Nella sua scuola insegna la via del pugno:
Colpire per primo, colpire più forte, senza pietà!
Nella difesa personale la via del pugno dev’essere una specie di comandamento, e non vuole assolutamente dire che dobbiamo aggredire per primi o diventare degli attaccabrighe.
Dobbiamo pensare però che, purtroppo, quando si tratta di mettersi in salvo, di difendere la propria incolumità o quella dei propri cari, non esiste alcun ruolo educativo.
  • Colpire per primo vuol dire contrattaccare, e farlo con tutta la decisione e la forza di cui siamo capaci.
Pensare di colpire per far cambiare idea all’aggressore è una pessima idea, e il più delle volte serve solo a renderlo ancora più aggressivo.
Quando ci si difende bisogna mettere fuori uso l’avversario con decisione, quantomeno per trovare la via di fuga o mettersi al sicuro, perché non possiamo conoscere le reali intenzioni di chi ci sta attaccando.
Se avesse un coltello? Se i suoi compari fossero dietro l’angolo?
Ecco perché occorre “colpire per primo”, nel senso non di iniziare il combattimento ma di andare a segno per primi possibilmente con un contrattacco.
Infatti anche un solo colpo dell’aggressore potrebbe per noi rivelarsi fatale, specialmente se armato.
Bisogna “colpire più forte” nel senso di colpire con il massimo del nostro potenziale, dato che un colpo inconsistente è totalmente inutile.
Colpire “senza pietà” significa che non ci si può difendere cercando di portare tecniche a mezza via con l’intento di far cambiare idea all’aggressore.
Questo non significa necessariamente colpire per uccidere, bensì portare una tecnica proporzionata alla violenza di chi ci ha attaccato, con determinazione e senza esitare.
Se non puoi scappare questo è l’unico modo per metterlo fuori uso e avere così il tempo di cercare strade alternative al combattimento.
Questo vuol dire per esempio che, se vengo aggredito nelle vicinanze di un bar, mi può bastare far cadere l’avversario o colpirlo con abbastanza efficacia da darmi il tempo di fare una breve corsa e cercare riparo all’interno del bar e chiedere l’aiuto di altre persone.
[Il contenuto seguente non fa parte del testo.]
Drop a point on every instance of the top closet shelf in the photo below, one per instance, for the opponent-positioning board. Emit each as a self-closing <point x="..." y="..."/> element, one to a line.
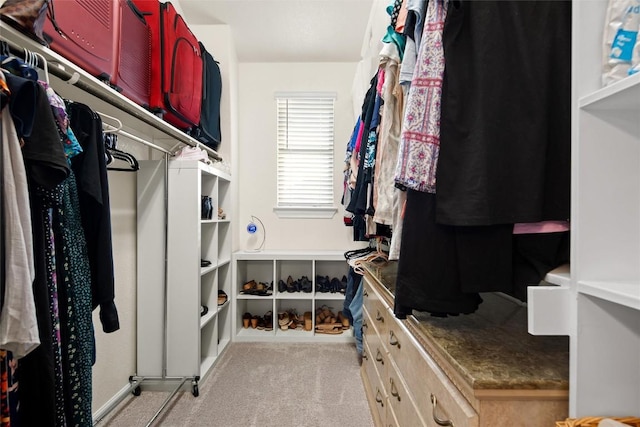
<point x="559" y="276"/>
<point x="79" y="82"/>
<point x="623" y="293"/>
<point x="621" y="95"/>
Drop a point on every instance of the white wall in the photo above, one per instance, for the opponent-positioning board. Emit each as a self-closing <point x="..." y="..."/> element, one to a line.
<point x="256" y="163"/>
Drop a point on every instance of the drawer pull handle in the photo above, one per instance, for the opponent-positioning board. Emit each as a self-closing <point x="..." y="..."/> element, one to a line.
<point x="379" y="397"/>
<point x="394" y="391"/>
<point x="440" y="422"/>
<point x="393" y="340"/>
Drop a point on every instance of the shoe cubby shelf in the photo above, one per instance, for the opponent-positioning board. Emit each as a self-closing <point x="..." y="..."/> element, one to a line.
<point x="198" y="266"/>
<point x="312" y="270"/>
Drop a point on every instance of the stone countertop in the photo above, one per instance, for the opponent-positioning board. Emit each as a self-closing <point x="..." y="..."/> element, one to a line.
<point x="491" y="348"/>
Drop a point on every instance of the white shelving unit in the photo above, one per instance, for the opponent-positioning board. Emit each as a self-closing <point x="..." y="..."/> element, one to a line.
<point x="598" y="303"/>
<point x="272" y="266"/>
<point x="194" y="341"/>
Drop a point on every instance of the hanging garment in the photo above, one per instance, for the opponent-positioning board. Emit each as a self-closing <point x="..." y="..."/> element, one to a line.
<point x="420" y="145"/>
<point x="443" y="268"/>
<point x="18" y="323"/>
<point x="91" y="174"/>
<point x="74" y="296"/>
<point x="506" y="114"/>
<point x="389" y="135"/>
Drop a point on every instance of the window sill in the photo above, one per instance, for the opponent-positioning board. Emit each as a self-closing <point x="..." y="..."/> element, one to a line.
<point x="305" y="212"/>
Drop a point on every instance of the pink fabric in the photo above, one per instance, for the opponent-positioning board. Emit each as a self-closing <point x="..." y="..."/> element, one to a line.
<point x="541" y="227"/>
<point x="420" y="145"/>
<point x="381" y="77"/>
<point x="359" y="138"/>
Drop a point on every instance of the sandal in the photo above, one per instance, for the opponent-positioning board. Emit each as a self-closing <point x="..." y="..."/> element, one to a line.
<point x="222" y="297"/>
<point x="268" y="321"/>
<point x="246" y="319"/>
<point x="343" y="320"/>
<point x="284" y="321"/>
<point x="307" y="321"/>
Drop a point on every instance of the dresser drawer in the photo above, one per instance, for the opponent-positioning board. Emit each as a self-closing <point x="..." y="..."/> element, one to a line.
<point x="400" y="401"/>
<point x="377" y="394"/>
<point x="378" y="352"/>
<point x="434" y="394"/>
<point x="377" y="309"/>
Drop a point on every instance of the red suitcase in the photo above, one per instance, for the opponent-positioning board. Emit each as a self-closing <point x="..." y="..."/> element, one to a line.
<point x="133" y="76"/>
<point x="91" y="27"/>
<point x="176" y="65"/>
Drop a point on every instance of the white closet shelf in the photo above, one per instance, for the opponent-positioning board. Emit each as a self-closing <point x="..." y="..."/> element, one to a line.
<point x="621" y="95"/>
<point x="74" y="75"/>
<point x="204" y="320"/>
<point x="626" y="293"/>
<point x="223" y="262"/>
<point x="559" y="276"/>
<point x="207" y="269"/>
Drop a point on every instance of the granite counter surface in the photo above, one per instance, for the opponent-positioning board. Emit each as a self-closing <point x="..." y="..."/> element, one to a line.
<point x="491" y="348"/>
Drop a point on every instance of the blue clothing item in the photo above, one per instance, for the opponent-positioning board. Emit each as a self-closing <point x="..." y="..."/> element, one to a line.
<point x="356" y="311"/>
<point x="353" y="281"/>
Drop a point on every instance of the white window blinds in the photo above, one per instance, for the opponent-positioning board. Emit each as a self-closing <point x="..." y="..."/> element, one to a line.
<point x="305" y="150"/>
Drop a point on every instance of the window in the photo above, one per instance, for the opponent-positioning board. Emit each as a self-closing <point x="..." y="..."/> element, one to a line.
<point x="305" y="154"/>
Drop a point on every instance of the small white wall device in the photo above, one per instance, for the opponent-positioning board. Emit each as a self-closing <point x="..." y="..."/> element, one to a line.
<point x="254" y="230"/>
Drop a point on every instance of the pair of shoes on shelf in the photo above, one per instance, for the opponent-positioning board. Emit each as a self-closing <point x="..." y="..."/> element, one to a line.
<point x="257" y="288"/>
<point x="258" y="322"/>
<point x="222" y="297"/>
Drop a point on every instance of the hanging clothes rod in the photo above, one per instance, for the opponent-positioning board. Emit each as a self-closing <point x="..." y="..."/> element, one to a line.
<point x="72" y="74"/>
<point x="118" y="130"/>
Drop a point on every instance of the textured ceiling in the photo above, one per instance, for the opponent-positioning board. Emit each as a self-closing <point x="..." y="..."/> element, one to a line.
<point x="287" y="30"/>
Chiaramente ogni situazione va valutata in base alla sua gravità.

Esistono aggressioni più blande e altre potenzialmente letali.
  • La proporzionalità è fondamentale nell’autodifesa.
Non potete cavare gli occhi a uno solo perché vi afferrato per un braccio in un locale pubblico.
In generale l’uso dell’intelligenza per evitare lo scontro è sempre la scelta migliore.
Sun Tzu, autore de “L’Arte della guerra” e raffinatissimo tattico, diceva:
“Ottenere cento vittorie su cento battaglie non è il massimo dell’abilità: vincere il nemico senza bisogno di combattere, quello è il trionfo massimo.”
Se però non esiste nessuna via alternativa e siete aggrediti è meglio seguire la legge del pugno, perché la nostra incolumità (e quella delle persone a noi care) è l’obiettivo finale: per questo un mio amico istruttore diceva ai suoi allievi “meglio un brutto processo che un bel funerale”.
Questa frase racchiude molto di quanto ho detto, soprattutto riguardo alla proporzionalità: Se qualcuno vi attacca per uccidervi, la vostra reazione per difendervi dovrà essere adeguata ed efficace.
Forse non eviterete un processo, ma almeno sarete vivi. Allo stesso modo però, se il pericolo non è così grande, è sempre meglio evitare il brutto processo.
  • Proporzionalità e intelligenza sono elementi fondamentali di un corretto uso della forza.



Come ho già ripetuto altrove, la realtà del combattimento da strada è spesso brutale: per questo è necessario pensare alla propria capacità di difendersi in maniera seria e strutturata, attraverso un percorso formativo continuativo.
Perché, come diceva il maestro Myagi, sono la costanza e la volontà la chiave del successo.
E adesso, tutti a lucidare la macchina!